(January 2023) In 2021 the US has become the world’s top destination for foreign direct investment (FDI) with $5 trillion of accumulated inward FDI, while China has moved up to the third position. 

  • According to the IMF's Coordinated Direct Investment Survey the US inward FDI position increased by record high of $506 billion in 2021. China's inward FDI position for the same year increased by $364 billion and amounted to $3.6 trillion.
  • Smaller economies that represent financial offshore centers take prominent positions among the global top 10. The Netherlands, Luxembourg, Hong Kong SAR, Singapore, Ireland, and Switzerland are listed among top 10 FDI destinations even though none of these economies rank among the top 10 when it comes to gross domestic product.
  • To obtain tax or regulatory benefits many multinational companies set up special purpose entities in offshore financial centers, which boosts FDI statistics but has very limited impact on hosting economy.

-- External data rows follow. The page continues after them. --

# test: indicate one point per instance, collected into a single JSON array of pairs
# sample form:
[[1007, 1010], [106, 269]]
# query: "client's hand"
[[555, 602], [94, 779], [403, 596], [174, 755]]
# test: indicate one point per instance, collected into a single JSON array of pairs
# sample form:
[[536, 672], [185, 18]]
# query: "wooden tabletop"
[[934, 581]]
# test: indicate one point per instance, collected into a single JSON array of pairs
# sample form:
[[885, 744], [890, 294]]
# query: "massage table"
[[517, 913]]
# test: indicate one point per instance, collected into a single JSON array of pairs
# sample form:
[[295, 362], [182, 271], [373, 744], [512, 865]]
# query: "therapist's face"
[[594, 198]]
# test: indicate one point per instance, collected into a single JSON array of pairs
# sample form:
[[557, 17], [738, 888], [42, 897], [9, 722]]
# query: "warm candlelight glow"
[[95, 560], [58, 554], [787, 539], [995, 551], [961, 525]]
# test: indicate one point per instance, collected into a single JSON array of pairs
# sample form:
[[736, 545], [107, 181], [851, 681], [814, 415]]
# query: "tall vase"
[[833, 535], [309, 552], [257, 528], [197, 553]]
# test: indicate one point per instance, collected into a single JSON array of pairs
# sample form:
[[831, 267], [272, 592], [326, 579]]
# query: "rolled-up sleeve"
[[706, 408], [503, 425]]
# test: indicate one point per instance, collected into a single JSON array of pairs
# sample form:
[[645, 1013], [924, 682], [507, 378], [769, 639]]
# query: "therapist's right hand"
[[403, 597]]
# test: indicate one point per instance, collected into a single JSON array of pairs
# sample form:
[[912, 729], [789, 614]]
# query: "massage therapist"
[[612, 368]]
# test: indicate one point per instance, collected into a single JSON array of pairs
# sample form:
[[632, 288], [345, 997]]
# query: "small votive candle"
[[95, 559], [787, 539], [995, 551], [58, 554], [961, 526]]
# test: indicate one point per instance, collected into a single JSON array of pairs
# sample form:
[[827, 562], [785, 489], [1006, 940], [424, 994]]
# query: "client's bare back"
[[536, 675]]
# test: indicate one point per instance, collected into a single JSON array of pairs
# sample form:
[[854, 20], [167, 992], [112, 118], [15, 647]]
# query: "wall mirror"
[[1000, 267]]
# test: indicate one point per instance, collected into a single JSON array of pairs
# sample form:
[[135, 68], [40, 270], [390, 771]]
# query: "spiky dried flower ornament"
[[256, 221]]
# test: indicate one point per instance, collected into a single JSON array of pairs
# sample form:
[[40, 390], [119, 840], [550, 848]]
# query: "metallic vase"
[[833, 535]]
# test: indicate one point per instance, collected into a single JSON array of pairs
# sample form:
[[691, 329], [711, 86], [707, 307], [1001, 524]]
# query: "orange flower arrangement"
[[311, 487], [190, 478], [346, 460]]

  • The latest data from the MF's Coordinated Direct Investment Survey shows that the share of offshore financial centers in accumulation of inward FDI has gradually declined since 2017 which IMF economists explain by several policy initiatives. The US Tax Cuts and Jobs Act as well as OECD/G20 Base Erosion and Profit Shifting initiative could reduce incentives to keep profits in low-tax jurisdictions and led to a substantial US repatriation of funds from foreign subsidiaries.